Remember never to use water hotter than luke-warm or you will destroy all those helpful vitamins you have just paid for!
From competition horses to youngsters just starting their ridden career, Equerry Conditioning Mash is a favourite for rider and producer Rachael Edgington.
Working at the Roxlan Stud, owned by Rosemary Rainford, Rachael backs and produces their young competition horses.
Said Rachel: “I have two competition horses in work at the moment and they are both sensitive horses who can be highly strung. They both hunt over the winter months and as you know horses can drop quite a bit of weight.
“I found it hard to find a feed that would improve their condition without making them ‘fizzy’ until I started feeding Equerry Conditioning Mash. Since then I have never looked back.
“My mare, Cassini Royale, held her weight over the winter throughout the hunting season and has kept her condition and topline.
“My other horse, owned by Rosemary is looking to step up to Novice level eventing this season and after a winter of hunting, he too looks in great condition. He was known for looking quite lean but everyone has been commenting on his good condition.”
Rachael and her mare, Cassini Royale, have been on good form recently and have qualified for the National Hunter Trial Series at Eland Lodge after winning an open qualifier.
Rachael added: “We also feed Equerry Conditioning Mash to the youngsters at the stud. Having been turned away at grass for the first three years of their life the youngsters often look lean with little muscle and topline and as they are slowly backed and brought into work they can often lose weight.

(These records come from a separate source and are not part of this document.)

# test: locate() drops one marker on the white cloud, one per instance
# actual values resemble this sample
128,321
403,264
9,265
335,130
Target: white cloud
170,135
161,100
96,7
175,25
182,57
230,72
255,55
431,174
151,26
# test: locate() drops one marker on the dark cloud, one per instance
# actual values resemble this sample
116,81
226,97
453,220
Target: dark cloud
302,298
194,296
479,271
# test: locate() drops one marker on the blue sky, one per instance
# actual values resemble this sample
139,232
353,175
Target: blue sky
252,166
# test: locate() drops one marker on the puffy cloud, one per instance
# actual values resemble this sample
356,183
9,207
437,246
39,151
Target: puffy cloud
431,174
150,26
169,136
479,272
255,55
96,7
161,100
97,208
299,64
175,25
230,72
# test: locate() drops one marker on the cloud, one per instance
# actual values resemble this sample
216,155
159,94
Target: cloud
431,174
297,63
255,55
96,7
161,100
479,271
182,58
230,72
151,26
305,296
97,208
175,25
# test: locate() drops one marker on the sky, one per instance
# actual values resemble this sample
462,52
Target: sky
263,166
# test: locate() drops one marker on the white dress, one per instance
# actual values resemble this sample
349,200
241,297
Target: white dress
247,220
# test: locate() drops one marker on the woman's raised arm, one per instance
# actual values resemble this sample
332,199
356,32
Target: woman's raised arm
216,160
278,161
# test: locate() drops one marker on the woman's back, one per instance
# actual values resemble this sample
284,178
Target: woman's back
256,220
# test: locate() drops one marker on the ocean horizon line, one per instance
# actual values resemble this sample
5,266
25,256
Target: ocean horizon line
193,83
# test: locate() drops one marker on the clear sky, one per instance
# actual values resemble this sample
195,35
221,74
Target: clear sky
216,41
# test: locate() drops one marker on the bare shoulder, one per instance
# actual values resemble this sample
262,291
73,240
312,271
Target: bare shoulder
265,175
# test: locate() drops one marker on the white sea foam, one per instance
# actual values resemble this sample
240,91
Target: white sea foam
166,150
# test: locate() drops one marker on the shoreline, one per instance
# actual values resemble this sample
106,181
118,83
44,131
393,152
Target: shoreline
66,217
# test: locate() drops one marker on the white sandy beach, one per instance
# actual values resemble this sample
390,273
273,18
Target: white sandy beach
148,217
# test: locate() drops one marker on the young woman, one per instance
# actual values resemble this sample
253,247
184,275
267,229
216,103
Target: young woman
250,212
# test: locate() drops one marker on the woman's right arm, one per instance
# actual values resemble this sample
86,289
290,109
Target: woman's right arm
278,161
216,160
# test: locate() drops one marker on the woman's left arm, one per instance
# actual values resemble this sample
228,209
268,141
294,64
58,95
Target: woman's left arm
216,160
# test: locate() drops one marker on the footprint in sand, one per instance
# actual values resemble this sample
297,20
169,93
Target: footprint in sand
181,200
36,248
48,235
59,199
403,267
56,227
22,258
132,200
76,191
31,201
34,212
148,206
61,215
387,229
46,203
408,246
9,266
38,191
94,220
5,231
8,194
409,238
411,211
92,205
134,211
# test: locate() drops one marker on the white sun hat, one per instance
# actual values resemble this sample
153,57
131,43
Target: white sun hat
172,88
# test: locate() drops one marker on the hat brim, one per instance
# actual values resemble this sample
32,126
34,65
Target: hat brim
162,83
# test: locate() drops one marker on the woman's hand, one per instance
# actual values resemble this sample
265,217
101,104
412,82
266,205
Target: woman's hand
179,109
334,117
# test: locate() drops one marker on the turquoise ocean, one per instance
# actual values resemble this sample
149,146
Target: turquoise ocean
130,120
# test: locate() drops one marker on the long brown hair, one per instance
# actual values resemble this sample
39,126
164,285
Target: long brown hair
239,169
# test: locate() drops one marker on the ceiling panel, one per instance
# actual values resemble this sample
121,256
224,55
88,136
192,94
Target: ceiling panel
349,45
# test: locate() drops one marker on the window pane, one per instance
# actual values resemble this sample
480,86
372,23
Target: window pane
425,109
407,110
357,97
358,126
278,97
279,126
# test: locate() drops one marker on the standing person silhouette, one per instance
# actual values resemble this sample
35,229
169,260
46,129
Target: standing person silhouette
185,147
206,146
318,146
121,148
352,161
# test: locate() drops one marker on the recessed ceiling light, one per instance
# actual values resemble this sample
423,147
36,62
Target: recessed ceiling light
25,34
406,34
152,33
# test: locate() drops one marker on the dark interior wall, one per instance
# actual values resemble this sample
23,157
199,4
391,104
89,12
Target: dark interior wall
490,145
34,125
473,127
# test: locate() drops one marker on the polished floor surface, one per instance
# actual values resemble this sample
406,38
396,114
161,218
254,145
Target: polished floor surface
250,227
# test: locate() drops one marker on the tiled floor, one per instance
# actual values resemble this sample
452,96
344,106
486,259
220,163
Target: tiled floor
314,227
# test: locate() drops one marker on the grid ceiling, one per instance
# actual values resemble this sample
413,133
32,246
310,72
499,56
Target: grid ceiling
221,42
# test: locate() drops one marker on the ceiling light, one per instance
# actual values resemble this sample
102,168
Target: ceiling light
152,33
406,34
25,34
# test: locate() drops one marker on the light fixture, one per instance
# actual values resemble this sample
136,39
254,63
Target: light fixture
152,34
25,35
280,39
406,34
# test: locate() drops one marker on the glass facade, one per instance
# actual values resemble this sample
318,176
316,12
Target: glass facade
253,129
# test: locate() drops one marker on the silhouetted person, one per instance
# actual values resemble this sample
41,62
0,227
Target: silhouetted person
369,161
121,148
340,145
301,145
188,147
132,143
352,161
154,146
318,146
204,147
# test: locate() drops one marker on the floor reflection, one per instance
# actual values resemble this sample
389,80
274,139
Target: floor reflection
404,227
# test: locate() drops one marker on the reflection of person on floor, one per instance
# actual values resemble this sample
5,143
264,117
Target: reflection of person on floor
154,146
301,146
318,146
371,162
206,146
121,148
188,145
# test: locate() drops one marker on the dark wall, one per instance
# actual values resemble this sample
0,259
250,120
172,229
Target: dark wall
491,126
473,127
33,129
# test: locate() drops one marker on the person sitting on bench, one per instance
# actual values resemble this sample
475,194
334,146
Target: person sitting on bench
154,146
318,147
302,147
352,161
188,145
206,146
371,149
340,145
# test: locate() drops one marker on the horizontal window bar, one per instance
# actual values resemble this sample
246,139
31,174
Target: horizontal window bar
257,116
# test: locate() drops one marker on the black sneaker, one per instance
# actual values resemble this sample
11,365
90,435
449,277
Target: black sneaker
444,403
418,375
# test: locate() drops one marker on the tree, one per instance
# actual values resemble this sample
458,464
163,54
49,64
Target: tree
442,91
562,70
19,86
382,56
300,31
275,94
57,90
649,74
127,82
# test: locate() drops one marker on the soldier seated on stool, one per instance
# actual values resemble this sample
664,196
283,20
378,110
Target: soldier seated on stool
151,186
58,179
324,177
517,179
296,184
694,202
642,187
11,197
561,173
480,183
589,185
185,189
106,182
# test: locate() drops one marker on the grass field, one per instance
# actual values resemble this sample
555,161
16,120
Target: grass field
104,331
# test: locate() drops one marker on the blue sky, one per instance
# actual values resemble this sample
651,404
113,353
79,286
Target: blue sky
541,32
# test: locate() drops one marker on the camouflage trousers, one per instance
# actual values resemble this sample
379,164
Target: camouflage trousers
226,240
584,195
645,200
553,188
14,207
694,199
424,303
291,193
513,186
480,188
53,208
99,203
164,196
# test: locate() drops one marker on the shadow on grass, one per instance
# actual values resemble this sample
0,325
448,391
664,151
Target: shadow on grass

“Once the youngsters come to me to be backed they are put on Equerry Conditioning Mash to help build their condition and promote topline. As their education progresses and their work level is upped we can increase the amount of feed they get with no effect on their temperament. It really is a great conditioning feed.”
Rachael is now looking forward to the rest of the season with her horses and between backing and training the youngsters at Roxlan Stud she is busy working towards her BE Coaching to become a freelance coach.